Allsup tisse l’argumentaire de son ouvrage autour de ces deux grandes questions : alors que nous vivons dans une société qui prône la standardisation et qui instrumentalise l’éducation à des fins de productivité et de rendement, comment pouvons-nous nous affranchir des normes et des contextes établis? Et quelles sont nos obligations envers les normes traditionnelles si elles contredisent nos valeurs humanistes?
Dans le premier chapitre, Allsup nous explique comment l’influence de la tradition et le modèle maitre-apprenti nous limitent en éducation musicale. Par la suite, il nous invite à une réforme de l’éducation musicale dans les écoles et à l’université. Dans le deuxième chapitre, Allsup nous donne sa vision de la qualité de la formation et de l’expertise des enseignants de musique, ainsi que l’apport des écoles publiques dans la société du 21e siècle. Dans le troisième chapitre, il jette les bases du modèle d’enseignement « en laboratoire » élaboré par John Dewey et nous démontre comment celui-ci peut s’appliquer dans une classe de musique. Finalement, le quatrième chapitre est consacré à l’aspiration à une ouverture morale.

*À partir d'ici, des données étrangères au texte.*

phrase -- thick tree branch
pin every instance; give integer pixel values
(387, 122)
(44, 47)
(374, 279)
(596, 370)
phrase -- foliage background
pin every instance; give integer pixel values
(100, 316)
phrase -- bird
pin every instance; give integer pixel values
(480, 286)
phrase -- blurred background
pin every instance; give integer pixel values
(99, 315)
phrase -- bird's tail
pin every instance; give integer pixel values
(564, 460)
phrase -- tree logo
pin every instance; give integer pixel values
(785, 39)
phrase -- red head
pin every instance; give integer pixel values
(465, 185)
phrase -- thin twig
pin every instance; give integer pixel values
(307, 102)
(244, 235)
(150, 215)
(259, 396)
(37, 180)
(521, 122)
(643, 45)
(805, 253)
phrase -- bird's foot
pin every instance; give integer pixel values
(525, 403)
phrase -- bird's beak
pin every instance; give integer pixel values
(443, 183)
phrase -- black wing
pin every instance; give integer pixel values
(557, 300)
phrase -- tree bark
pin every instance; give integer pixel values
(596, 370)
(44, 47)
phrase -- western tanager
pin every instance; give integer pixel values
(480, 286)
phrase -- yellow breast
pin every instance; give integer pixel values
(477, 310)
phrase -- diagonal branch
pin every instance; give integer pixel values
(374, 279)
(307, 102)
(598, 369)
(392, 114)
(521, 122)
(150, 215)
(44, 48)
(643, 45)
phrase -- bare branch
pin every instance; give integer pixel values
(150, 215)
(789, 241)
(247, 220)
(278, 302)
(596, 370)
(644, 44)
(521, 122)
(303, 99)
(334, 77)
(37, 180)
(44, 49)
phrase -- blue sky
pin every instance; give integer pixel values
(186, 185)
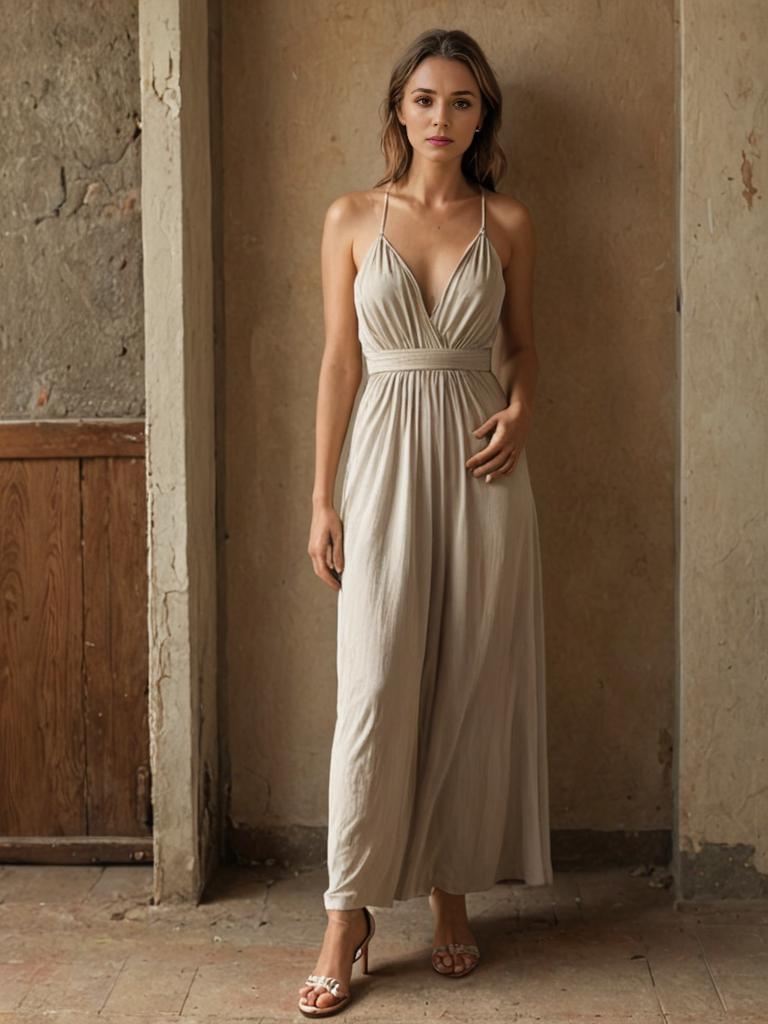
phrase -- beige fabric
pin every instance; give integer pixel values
(438, 765)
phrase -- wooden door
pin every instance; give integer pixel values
(75, 781)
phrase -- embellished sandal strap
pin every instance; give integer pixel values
(459, 947)
(326, 981)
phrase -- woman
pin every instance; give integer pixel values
(438, 769)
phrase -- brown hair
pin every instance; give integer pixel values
(483, 162)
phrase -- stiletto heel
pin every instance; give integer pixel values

CHAPITRE 1: LE MODÈLE DU MAITRE-APPRENTI ET «LA LOI»
Au début du premier chapitre, Allsup nous explique ce qu’est le modèle du maitre-apprenti. Ce modèle est couramment utilisé en enseignement de la musique : le maitre est le gardien de la «loi», c’est-à-dire des normes et des règles établies par traditions. Le maitre décide de ce qui est bon ou mauvais, laisse peu de place au jeu à l’oreille ou aux transgressions de la partition. La «loi» est donc extérieure à l’apprenti et hors de sa portée.
CHAPITRE 2: LA QUANTITÉ DE LA FORMATION ET L'EXPERTISE DES ENSEIGNANTS DE MUSIQUE
Dans le deuxième chapitre, l’auteur dépeint la réalité de l’enseignement au 21e siècle en utilisant les concepts antinomiques de «formes ouvertes» et de «formes fermées». Le concept de «forme ouverte » en éducation de la musique réfère en partie à des moyens hybrides, flexibles, souvent numériques ou participatifs de faire de la musique. Les formes fermées sont au contraire autoritaires. On donne de la valeur à l’excellence avec des modes de participation qui sont de nature rigide et dualiste. C’est dans cet esprit antinomique que l’auteur se questionne sur le genre d’école, d’institution, d’enseignants et d’enseignement que les élèves des écoles publiques du 21e siècle méritent selon lui.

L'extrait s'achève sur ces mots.